Frequently I encounter situations where I need to create a lot of similar models for different variables. Usually I dump them into the list. Here is the example of dummy code:
modlist <- lapply(1:10,function(l) {
data <- data.frame(Y=rnorm(10),X=rnorm(10))
lm(Y~.,data=data)
})
Now getting the fit for example is very easy:
lapply(modlist,predict)
What I want to do sometimes is to extract one element from the list. The obvious way is
sapply(modlist,function(l)l$rank)
This does what I want, but I wonder if there is a shorter way to get the same result?
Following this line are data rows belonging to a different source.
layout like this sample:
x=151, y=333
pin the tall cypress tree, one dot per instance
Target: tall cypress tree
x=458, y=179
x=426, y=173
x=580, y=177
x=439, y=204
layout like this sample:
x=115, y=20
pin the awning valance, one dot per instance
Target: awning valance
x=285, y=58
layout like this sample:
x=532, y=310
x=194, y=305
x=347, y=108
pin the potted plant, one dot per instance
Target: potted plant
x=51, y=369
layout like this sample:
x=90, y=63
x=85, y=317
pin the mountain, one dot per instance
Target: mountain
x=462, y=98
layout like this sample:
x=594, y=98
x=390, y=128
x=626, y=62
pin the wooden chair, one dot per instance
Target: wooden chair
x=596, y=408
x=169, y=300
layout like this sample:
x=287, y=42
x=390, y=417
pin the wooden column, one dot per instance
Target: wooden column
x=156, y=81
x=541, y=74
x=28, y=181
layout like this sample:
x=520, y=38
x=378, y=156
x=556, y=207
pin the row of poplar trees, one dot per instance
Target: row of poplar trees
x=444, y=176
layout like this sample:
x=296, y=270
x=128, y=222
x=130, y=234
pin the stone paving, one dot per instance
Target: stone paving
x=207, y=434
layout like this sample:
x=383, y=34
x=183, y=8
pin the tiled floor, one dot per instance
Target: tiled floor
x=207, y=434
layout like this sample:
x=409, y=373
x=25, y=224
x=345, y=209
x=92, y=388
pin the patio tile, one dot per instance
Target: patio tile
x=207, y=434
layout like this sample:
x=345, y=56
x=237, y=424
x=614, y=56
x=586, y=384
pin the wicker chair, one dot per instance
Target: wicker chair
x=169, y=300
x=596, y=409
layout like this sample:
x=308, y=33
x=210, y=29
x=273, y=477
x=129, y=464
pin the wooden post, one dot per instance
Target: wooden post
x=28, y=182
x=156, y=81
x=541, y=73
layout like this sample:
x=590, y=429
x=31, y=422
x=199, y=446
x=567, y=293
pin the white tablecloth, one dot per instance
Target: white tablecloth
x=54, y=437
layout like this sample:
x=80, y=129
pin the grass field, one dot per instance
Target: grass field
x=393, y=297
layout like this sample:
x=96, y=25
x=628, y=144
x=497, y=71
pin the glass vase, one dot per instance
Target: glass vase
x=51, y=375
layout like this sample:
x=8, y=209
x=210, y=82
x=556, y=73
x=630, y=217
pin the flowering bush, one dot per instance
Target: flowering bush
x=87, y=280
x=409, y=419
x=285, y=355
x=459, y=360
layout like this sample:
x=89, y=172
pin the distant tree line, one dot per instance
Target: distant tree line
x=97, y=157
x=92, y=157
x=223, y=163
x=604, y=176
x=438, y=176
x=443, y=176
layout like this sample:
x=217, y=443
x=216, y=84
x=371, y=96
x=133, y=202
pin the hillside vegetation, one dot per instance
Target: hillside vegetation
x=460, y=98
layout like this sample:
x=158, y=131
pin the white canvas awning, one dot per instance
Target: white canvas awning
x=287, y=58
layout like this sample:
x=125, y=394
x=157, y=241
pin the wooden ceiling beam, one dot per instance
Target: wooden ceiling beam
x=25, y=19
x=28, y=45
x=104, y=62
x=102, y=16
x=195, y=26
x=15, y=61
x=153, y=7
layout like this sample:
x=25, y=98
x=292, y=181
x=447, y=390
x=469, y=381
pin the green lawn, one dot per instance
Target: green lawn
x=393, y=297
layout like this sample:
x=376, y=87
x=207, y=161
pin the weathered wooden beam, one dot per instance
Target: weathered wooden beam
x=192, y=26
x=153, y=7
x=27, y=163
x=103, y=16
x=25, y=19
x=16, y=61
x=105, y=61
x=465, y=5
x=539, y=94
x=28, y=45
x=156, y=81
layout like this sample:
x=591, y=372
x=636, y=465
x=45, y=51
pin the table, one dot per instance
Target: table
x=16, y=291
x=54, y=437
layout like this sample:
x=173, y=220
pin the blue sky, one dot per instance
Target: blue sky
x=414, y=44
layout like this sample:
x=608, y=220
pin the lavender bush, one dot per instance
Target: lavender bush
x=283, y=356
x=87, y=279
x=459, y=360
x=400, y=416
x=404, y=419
probably these are a little bit simple:
> z <- list(list(a=1, b=2), list(a=3, b=4))
> sapply(z, `[[`, "b")
[1] 2 4
> sapply(z, get, x="b")
[1] 2 4
and you can define a function like:
> `%c%` <- function(x, n)sapply(x, `[[`, n)
> z %c% "b"
[1] 2 4
and also this looks like an extension of $:
> `%$%` <- function(x, n) sapply(x, `[[`, as.character(as.list(match.call())$n))
> z%$%b
[1] 2 4
I usually use kohske way, but here is another trick:
sapply(modlist, with, rank)
It is more useful when you need more elements, e.g.:
sapply(modlist, with, c(rank, df.residual))
As I remember I stole it from hadley (from plyr documentation I think).
Main difference between [[ and with solutions is in case missing elements. [[ returns NULL when element is missing. with throw an error unless there exist an object in global workspace having same name as searched element. So e.g.:
dah <- 1
lapply(modlist, with, dah)
returns list of ones when modlist don't have any dah element.
With Hadley's new lowliner package you can supply map() with a numeric index or an element name to elegantly pluck components out of a list. map() is the equivalent of lapply() with some extra tricks.
library("lowliner")
l <- list(
list(a = 1, b = 2),
list(a = 3, b = 4)
)
map(l, "b")
map(l, 2)
There is also a version that simplifies the result to a vector
map_v(l, "a")
map_v(l, 1)